Им движет могучее чувство сострадания, очень ярко обрисованное в «Воспоминаниях о детстве», где Швейцер говорит, что мы «должны чувствовать себя должными помочь утолению чужой боли. Все мы должны нести свою долю горя, выпавшего нашему миру».
Это сострадание рождает у него ощущение долга перед страдающим миром, перед людьми, перед самыми слабыми, самыми обездоленными. И в отношении африканцев это чувство было у Швейцера особенно острым.
Итак, высокое чувство этического долга, этическая воля, «гипертрофированная совесть» и глубокое сострадание. Это уже немало, до всего этого совершенно недостаточно для того, чтобы понять действия Швейцера (а равно и их успех). Потому что примеры даже самого глубокого сострадания встречаются в истории человечества гораздо чаще, чем такой пример служения, как эпопея Швейцера. Сострадание ведь зачастую ограничивается пассивным созерцанием и болью. Иногда оно даже парализует волю. Один из исследователей называет сострадание Швейцера «теоретическим пессимизмом», который в сочетании со стремлением к самопожертвованию и желанием служить людям дает то, что этот философ называет «этическим оптимизмом».

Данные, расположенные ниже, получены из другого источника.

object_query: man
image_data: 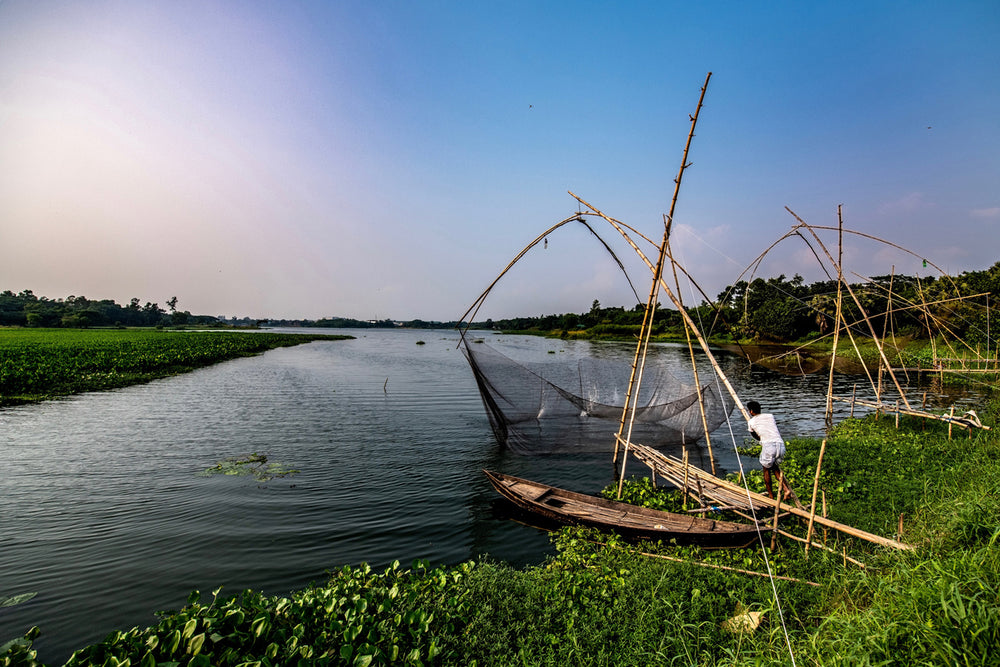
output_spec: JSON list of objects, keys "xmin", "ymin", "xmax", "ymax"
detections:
[{"xmin": 746, "ymin": 400, "xmax": 790, "ymax": 500}]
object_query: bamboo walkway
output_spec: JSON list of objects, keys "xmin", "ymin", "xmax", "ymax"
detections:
[{"xmin": 627, "ymin": 441, "xmax": 914, "ymax": 551}]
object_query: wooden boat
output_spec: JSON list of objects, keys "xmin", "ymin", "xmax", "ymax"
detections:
[{"xmin": 484, "ymin": 470, "xmax": 766, "ymax": 549}]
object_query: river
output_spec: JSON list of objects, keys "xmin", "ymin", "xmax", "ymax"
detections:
[{"xmin": 0, "ymin": 328, "xmax": 982, "ymax": 663}]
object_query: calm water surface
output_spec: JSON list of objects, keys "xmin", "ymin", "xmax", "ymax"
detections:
[{"xmin": 0, "ymin": 328, "xmax": 979, "ymax": 663}]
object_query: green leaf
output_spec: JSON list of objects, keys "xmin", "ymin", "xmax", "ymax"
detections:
[
  {"xmin": 181, "ymin": 618, "xmax": 198, "ymax": 641},
  {"xmin": 251, "ymin": 616, "xmax": 269, "ymax": 638},
  {"xmin": 0, "ymin": 592, "xmax": 37, "ymax": 609},
  {"xmin": 187, "ymin": 632, "xmax": 205, "ymax": 655},
  {"xmin": 0, "ymin": 637, "xmax": 30, "ymax": 654},
  {"xmin": 167, "ymin": 629, "xmax": 181, "ymax": 654}
]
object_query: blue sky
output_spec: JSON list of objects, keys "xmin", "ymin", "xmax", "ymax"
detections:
[{"xmin": 1, "ymin": 1, "xmax": 997, "ymax": 321}]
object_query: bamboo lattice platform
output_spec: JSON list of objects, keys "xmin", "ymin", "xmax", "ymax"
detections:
[{"xmin": 626, "ymin": 441, "xmax": 914, "ymax": 550}]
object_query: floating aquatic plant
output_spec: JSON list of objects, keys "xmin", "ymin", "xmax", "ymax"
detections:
[
  {"xmin": 199, "ymin": 453, "xmax": 299, "ymax": 482},
  {"xmin": 0, "ymin": 592, "xmax": 36, "ymax": 609}
]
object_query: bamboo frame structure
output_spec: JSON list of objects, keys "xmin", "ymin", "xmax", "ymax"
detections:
[
  {"xmin": 786, "ymin": 210, "xmax": 913, "ymax": 410},
  {"xmin": 464, "ymin": 72, "xmax": 997, "ymax": 577}
]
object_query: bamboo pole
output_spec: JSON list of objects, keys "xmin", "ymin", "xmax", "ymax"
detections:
[
  {"xmin": 877, "ymin": 267, "xmax": 895, "ymax": 398},
  {"xmin": 770, "ymin": 488, "xmax": 782, "ymax": 550},
  {"xmin": 637, "ymin": 549, "xmax": 822, "ymax": 586},
  {"xmin": 457, "ymin": 213, "xmax": 595, "ymax": 330},
  {"xmin": 828, "ymin": 396, "xmax": 990, "ymax": 431},
  {"xmin": 682, "ymin": 447, "xmax": 690, "ymax": 511},
  {"xmin": 616, "ymin": 72, "xmax": 712, "ymax": 498},
  {"xmin": 825, "ymin": 208, "xmax": 845, "ymax": 429},
  {"xmin": 774, "ymin": 528, "xmax": 867, "ymax": 568},
  {"xmin": 916, "ymin": 275, "xmax": 939, "ymax": 372},
  {"xmin": 804, "ymin": 439, "xmax": 828, "ymax": 557},
  {"xmin": 822, "ymin": 490, "xmax": 828, "ymax": 546}
]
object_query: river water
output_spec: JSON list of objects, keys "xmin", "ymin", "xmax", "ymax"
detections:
[{"xmin": 0, "ymin": 328, "xmax": 982, "ymax": 663}]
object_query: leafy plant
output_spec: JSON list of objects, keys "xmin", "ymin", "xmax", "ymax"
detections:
[{"xmin": 198, "ymin": 453, "xmax": 299, "ymax": 482}]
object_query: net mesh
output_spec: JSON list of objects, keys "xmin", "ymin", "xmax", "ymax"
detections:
[{"xmin": 462, "ymin": 339, "xmax": 738, "ymax": 454}]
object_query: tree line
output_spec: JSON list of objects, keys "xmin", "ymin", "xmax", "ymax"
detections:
[
  {"xmin": 4, "ymin": 261, "xmax": 998, "ymax": 342},
  {"xmin": 0, "ymin": 290, "xmax": 215, "ymax": 328},
  {"xmin": 475, "ymin": 262, "xmax": 1000, "ymax": 345},
  {"xmin": 0, "ymin": 291, "xmax": 463, "ymax": 330}
]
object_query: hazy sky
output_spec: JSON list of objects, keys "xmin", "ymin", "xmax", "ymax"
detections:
[{"xmin": 2, "ymin": 1, "xmax": 998, "ymax": 321}]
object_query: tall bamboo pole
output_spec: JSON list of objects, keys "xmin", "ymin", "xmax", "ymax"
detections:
[
  {"xmin": 877, "ymin": 267, "xmax": 895, "ymax": 400},
  {"xmin": 616, "ymin": 72, "xmax": 712, "ymax": 498},
  {"xmin": 825, "ymin": 207, "xmax": 844, "ymax": 428}
]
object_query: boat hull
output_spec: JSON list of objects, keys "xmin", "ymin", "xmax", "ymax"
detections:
[{"xmin": 484, "ymin": 469, "xmax": 765, "ymax": 549}]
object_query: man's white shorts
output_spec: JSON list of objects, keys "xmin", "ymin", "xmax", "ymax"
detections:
[{"xmin": 760, "ymin": 440, "xmax": 786, "ymax": 469}]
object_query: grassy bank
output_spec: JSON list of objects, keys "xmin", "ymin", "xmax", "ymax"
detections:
[
  {"xmin": 3, "ymin": 393, "xmax": 996, "ymax": 665},
  {"xmin": 0, "ymin": 328, "xmax": 352, "ymax": 406}
]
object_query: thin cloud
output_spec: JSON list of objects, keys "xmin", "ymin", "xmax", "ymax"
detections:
[
  {"xmin": 877, "ymin": 192, "xmax": 933, "ymax": 216},
  {"xmin": 970, "ymin": 207, "xmax": 1000, "ymax": 219}
]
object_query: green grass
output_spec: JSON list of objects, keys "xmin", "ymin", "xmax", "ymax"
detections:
[{"xmin": 0, "ymin": 328, "xmax": 351, "ymax": 406}]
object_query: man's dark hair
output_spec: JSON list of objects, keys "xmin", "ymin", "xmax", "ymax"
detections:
[{"xmin": 747, "ymin": 400, "xmax": 761, "ymax": 414}]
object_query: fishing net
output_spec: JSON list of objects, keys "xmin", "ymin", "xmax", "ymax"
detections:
[{"xmin": 462, "ymin": 339, "xmax": 739, "ymax": 454}]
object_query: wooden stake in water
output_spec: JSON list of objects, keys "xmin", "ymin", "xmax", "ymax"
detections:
[
  {"xmin": 805, "ymin": 439, "xmax": 828, "ymax": 558},
  {"xmin": 822, "ymin": 490, "xmax": 829, "ymax": 546},
  {"xmin": 682, "ymin": 447, "xmax": 690, "ymax": 511},
  {"xmin": 770, "ymin": 478, "xmax": 783, "ymax": 550}
]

Тут интересно сравнить двух философов — Швейцера и Шопенгауэра. Сострадание Шопенгауэра сводится к размышлению, и Швейцер пишет о нем: «Сострадание Шопенгауэра подобно состраданию брахманов и буддистов, потому что в основе своей это не более чем чисто теоретическое сострадание». Шопенгауэр говорит, что от того, кто проповедует святость, еще нельзя требовать святой жизни. И Швейцер очень остро комментирует это высказывание: «С этими словами философия Шопенгауэра совершает самоубийство». В отличие от Шопенгауэра Швейцер «живет своей философией». Много лет спустя он говорил американскому публицисту: «Вместо того чтобы пытаться в жестоких спорах добиться признания своих идей, я решил сделать свою жизнь своим аргументом. Я буду отстаивать то, во что верю, в терминах жизни, которой я живу, и тем, что я делаю. Вместо того чтобы провозглашать свою веру в существование бога внутри нас, я попытаюсь сделать так, чтобы сама моя жизнь и моя работа говорили то, во что я верю».